# error on photoshop cs4 at opening file



## adelmarmahlau (Oct 23, 2015)

I've been working on a photoshop file all week in CS4. Today I go to open it and it says, "Could not complete your request because it is not a valid Photoshop document." What!? I did nothing to save it different from usual. I've tried copying the file, renaming the copy, using a different file extension on the copy, etc and nothing will work. I can't redo the file, it was a week's worth of work - help me!! 

Please, please, anything you can tell me. I am desperate here!!


----------



## clee01l (Oct 24, 2015)

Welcome to the forum.   Tell us a little more about the origins of the file.  Did you use the LR Edit-In function to call PS?  Was the file originally a JPEG TIFF or RAW?  Is the file that you are trying to open in PS a PSD or something else?  If saved as a PSD, did you used the option to maximize PSD compatibility? Does the file have layers that you created in PS? 

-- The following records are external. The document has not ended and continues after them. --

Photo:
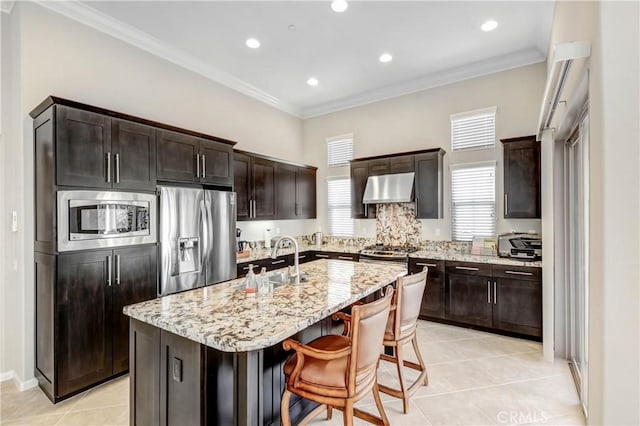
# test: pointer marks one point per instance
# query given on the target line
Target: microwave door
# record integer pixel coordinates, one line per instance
(181, 243)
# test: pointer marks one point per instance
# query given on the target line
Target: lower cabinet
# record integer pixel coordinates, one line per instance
(500, 298)
(433, 299)
(83, 295)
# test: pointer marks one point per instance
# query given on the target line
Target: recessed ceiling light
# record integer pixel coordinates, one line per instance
(339, 5)
(489, 26)
(252, 43)
(385, 57)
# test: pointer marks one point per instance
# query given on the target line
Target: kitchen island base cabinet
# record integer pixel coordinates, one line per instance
(176, 381)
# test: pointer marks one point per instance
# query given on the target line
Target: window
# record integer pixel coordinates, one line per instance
(339, 150)
(339, 207)
(339, 153)
(473, 129)
(473, 201)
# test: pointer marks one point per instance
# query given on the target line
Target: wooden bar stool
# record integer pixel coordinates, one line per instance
(401, 328)
(339, 370)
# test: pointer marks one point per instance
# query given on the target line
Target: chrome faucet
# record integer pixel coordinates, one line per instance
(296, 265)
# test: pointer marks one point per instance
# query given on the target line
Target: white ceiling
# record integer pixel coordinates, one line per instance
(432, 43)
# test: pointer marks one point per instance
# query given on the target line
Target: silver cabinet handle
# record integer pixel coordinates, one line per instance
(118, 269)
(117, 158)
(467, 268)
(109, 167)
(528, 274)
(109, 271)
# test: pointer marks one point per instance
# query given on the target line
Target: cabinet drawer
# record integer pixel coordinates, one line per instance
(524, 273)
(435, 266)
(468, 268)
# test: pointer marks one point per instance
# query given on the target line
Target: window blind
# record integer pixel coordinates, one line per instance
(339, 207)
(474, 129)
(473, 202)
(339, 150)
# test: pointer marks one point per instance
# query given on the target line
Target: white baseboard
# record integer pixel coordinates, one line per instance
(7, 375)
(20, 384)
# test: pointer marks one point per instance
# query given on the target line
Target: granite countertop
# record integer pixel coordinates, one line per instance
(465, 257)
(222, 317)
(258, 254)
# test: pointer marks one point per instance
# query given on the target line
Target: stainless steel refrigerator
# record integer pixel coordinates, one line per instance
(197, 238)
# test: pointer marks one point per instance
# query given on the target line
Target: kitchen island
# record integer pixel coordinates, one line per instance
(213, 355)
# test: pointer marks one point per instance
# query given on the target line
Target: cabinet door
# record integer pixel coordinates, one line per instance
(359, 175)
(263, 176)
(242, 184)
(428, 185)
(134, 271)
(83, 148)
(468, 299)
(433, 299)
(521, 178)
(217, 163)
(83, 320)
(379, 167)
(518, 306)
(286, 191)
(134, 155)
(305, 207)
(178, 156)
(402, 164)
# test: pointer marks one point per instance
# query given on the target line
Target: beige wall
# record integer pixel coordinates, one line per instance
(57, 56)
(421, 121)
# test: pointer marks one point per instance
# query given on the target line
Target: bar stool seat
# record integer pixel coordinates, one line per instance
(339, 370)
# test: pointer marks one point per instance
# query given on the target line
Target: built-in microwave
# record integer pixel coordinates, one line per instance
(98, 219)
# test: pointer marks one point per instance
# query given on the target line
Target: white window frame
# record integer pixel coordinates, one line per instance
(469, 115)
(461, 166)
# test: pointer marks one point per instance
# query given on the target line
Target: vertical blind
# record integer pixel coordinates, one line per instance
(474, 129)
(339, 207)
(339, 150)
(473, 202)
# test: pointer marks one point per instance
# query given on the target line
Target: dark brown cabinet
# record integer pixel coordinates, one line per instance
(468, 293)
(85, 295)
(97, 151)
(267, 189)
(428, 187)
(521, 177)
(433, 299)
(428, 184)
(183, 157)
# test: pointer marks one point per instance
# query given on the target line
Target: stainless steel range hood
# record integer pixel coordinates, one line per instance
(395, 188)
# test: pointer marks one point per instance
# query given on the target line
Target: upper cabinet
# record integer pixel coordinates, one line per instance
(427, 166)
(521, 177)
(189, 158)
(267, 189)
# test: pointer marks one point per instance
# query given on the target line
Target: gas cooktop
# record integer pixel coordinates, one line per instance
(380, 250)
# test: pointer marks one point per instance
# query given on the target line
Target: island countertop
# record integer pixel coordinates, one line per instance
(222, 317)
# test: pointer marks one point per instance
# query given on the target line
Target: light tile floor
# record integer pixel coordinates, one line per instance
(475, 378)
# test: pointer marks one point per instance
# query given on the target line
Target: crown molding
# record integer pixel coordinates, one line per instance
(441, 78)
(6, 6)
(104, 23)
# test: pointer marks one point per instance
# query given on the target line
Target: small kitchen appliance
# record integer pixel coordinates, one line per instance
(520, 245)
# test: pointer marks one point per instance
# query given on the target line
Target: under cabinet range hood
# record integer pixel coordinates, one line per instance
(394, 188)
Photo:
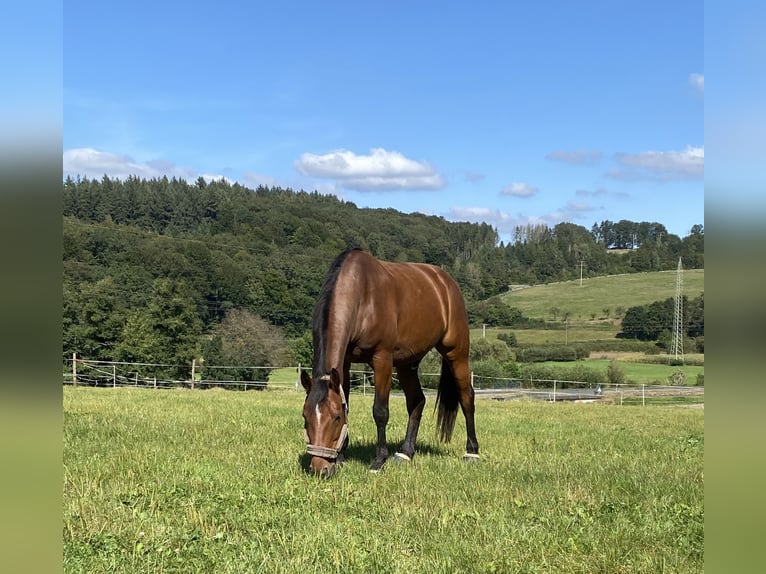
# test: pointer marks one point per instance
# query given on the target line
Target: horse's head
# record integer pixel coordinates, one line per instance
(325, 415)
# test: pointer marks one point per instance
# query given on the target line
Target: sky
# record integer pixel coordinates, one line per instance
(509, 113)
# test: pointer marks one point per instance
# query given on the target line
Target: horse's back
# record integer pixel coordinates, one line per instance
(408, 306)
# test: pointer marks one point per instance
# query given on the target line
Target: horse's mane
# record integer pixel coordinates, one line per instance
(322, 313)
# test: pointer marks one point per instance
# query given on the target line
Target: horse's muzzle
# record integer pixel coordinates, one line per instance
(323, 467)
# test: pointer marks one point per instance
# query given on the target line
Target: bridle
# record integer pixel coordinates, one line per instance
(330, 453)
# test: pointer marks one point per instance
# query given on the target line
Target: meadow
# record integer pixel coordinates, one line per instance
(596, 294)
(213, 481)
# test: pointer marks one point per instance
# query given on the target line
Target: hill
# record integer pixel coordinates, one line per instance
(600, 297)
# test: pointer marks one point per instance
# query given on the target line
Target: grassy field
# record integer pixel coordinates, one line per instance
(598, 293)
(212, 481)
(638, 373)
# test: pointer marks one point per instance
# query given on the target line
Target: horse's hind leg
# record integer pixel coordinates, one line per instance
(416, 400)
(382, 365)
(462, 375)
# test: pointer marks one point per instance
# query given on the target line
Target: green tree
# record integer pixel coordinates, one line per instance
(247, 341)
(166, 332)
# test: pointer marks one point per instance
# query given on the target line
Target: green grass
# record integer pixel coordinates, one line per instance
(599, 293)
(559, 336)
(211, 481)
(637, 373)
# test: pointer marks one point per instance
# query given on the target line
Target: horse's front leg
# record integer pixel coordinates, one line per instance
(382, 366)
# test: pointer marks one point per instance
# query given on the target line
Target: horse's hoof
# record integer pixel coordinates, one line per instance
(377, 466)
(401, 458)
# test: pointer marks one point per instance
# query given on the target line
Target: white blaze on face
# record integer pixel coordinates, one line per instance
(319, 416)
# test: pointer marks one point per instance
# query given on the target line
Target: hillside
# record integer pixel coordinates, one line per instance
(597, 294)
(152, 268)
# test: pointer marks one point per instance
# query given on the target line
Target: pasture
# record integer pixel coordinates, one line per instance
(211, 481)
(596, 294)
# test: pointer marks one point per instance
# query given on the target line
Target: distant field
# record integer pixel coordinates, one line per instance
(589, 301)
(638, 373)
(570, 335)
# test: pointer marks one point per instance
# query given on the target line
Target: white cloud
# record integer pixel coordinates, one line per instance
(519, 189)
(661, 165)
(577, 157)
(697, 81)
(601, 192)
(381, 170)
(253, 180)
(578, 207)
(92, 163)
(473, 176)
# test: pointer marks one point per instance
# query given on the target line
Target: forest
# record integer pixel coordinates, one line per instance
(164, 270)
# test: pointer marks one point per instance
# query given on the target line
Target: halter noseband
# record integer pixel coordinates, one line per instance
(330, 453)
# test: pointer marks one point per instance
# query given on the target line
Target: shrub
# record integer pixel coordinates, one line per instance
(508, 338)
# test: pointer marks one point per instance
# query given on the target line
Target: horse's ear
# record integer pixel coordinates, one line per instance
(306, 380)
(335, 379)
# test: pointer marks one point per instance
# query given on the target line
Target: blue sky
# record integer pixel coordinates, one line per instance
(509, 113)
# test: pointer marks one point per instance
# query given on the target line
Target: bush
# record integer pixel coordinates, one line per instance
(508, 338)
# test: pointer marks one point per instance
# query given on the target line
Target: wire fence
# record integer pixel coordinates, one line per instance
(115, 374)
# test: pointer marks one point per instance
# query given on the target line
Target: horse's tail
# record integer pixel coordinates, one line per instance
(447, 400)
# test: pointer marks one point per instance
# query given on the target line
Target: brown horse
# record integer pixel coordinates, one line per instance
(386, 315)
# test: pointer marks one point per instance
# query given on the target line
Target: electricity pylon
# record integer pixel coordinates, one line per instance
(677, 343)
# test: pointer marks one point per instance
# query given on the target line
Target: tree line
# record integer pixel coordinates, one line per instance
(153, 268)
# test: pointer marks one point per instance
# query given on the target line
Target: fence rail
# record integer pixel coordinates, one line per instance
(143, 375)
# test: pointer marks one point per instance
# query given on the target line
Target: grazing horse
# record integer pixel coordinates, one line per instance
(386, 315)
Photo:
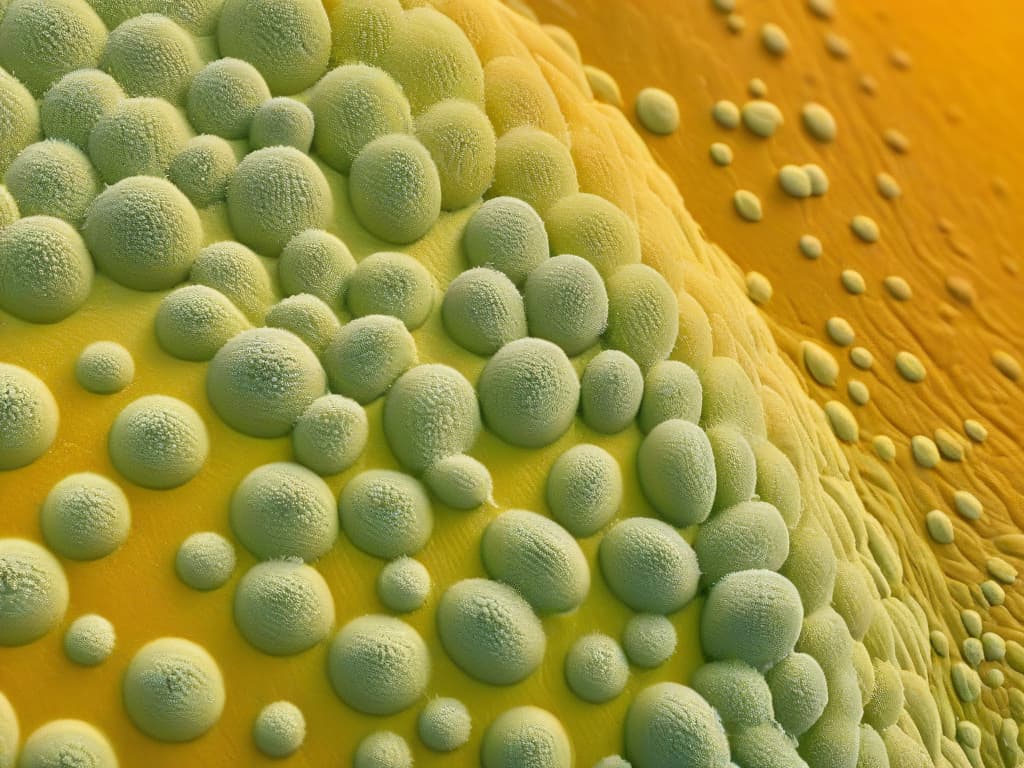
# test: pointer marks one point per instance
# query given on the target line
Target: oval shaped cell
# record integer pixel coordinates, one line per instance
(19, 126)
(753, 615)
(203, 169)
(35, 595)
(379, 665)
(173, 690)
(41, 40)
(676, 469)
(461, 140)
(528, 392)
(535, 167)
(306, 316)
(143, 233)
(610, 391)
(262, 380)
(584, 489)
(566, 303)
(596, 669)
(590, 226)
(670, 724)
(29, 417)
(394, 188)
(482, 311)
(648, 565)
(205, 561)
(367, 356)
(45, 269)
(104, 368)
(280, 729)
(507, 235)
(643, 314)
(151, 55)
(275, 194)
(289, 41)
(402, 585)
(430, 413)
(283, 607)
(539, 558)
(489, 631)
(525, 733)
(52, 178)
(158, 442)
(649, 640)
(352, 105)
(194, 322)
(223, 97)
(331, 434)
(85, 516)
(316, 262)
(282, 122)
(61, 742)
(444, 724)
(745, 536)
(432, 59)
(284, 510)
(386, 513)
(460, 481)
(671, 390)
(393, 284)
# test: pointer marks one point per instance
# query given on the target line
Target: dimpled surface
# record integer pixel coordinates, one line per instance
(262, 380)
(489, 631)
(45, 269)
(158, 442)
(566, 303)
(194, 322)
(753, 615)
(528, 392)
(284, 510)
(394, 188)
(33, 592)
(386, 513)
(273, 195)
(539, 558)
(392, 284)
(482, 310)
(352, 105)
(507, 235)
(85, 516)
(283, 607)
(173, 690)
(379, 665)
(670, 724)
(367, 356)
(289, 41)
(67, 742)
(610, 391)
(676, 469)
(584, 489)
(648, 565)
(526, 737)
(143, 232)
(52, 178)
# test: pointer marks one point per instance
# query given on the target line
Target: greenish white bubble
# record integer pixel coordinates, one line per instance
(489, 631)
(262, 380)
(173, 690)
(379, 665)
(85, 516)
(205, 561)
(284, 510)
(283, 607)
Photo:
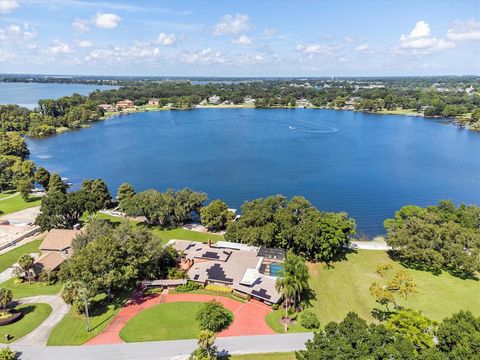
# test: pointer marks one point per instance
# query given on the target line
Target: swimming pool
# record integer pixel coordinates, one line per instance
(275, 269)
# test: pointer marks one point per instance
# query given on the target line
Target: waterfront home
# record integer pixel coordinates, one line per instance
(56, 249)
(107, 107)
(153, 102)
(248, 270)
(214, 100)
(124, 104)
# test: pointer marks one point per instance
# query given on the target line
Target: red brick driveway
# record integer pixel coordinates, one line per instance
(249, 318)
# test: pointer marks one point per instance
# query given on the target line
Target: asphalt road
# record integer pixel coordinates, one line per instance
(163, 350)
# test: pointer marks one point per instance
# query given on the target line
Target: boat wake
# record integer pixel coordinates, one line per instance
(323, 130)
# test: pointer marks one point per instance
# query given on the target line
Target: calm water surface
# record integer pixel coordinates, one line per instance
(367, 165)
(28, 94)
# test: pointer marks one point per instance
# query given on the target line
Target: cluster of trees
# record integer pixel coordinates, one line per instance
(169, 209)
(406, 335)
(62, 210)
(437, 237)
(295, 225)
(109, 260)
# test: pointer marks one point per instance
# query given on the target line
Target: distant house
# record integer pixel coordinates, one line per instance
(248, 270)
(56, 249)
(124, 104)
(214, 100)
(107, 107)
(153, 102)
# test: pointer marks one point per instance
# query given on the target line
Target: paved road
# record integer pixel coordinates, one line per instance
(163, 350)
(40, 335)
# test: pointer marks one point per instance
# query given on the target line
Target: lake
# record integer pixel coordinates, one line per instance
(28, 94)
(367, 165)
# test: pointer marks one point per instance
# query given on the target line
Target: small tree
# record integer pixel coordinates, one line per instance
(401, 283)
(214, 317)
(42, 176)
(206, 346)
(25, 265)
(5, 297)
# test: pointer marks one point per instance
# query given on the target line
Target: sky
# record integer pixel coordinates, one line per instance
(240, 38)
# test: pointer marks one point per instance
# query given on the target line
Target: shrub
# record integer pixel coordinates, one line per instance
(189, 286)
(7, 354)
(214, 317)
(219, 288)
(309, 320)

Can you open the file in any other editor? Can you open view the file if cataloged in LR?

Can you upload the file to https://www.wetransfer.com and send it to me at cletus[dot]lee[at]icloud[dot]com?


----------



## carmenweller (Oct 29, 2015)

If solution on above doesn’t work or your .psd file is severely corrupted, then I would suggest you following ways contained various tips for crashed Photoshop images

https://forums.adobe.com/message/6698481
http://itknowledgeexchange.techtarget.com/itanswers/psd-repair-tools-for-photoshop-cs6/
https://www.openfiletool.com/psdopen.html PSD Open File Tool

·         Open "My Computer" from your desktop. Double-click your hard drive.
·         Open "Documents and Settings."
·         Open the folder labeled with your user name.
·         Open "Local Settings" followed by "Temp."
·         Scroll down to the files beginning with "Photoshop" ("PS" for older Photoshop CS builds). This will be followed by a series of letters and numbers.
·         Double-click each "Photoshop" ("PS") temp file to open them in Photoshop CS. This is the only way to identify which temp file contains the project you wish to recover. Luckily, because when Photoshop shuts properly it deletes its temp files, there should be no more than three or four.
·         Select "Save As" from the "File" menu when you find the temp file you want. This will make the file permanent


----------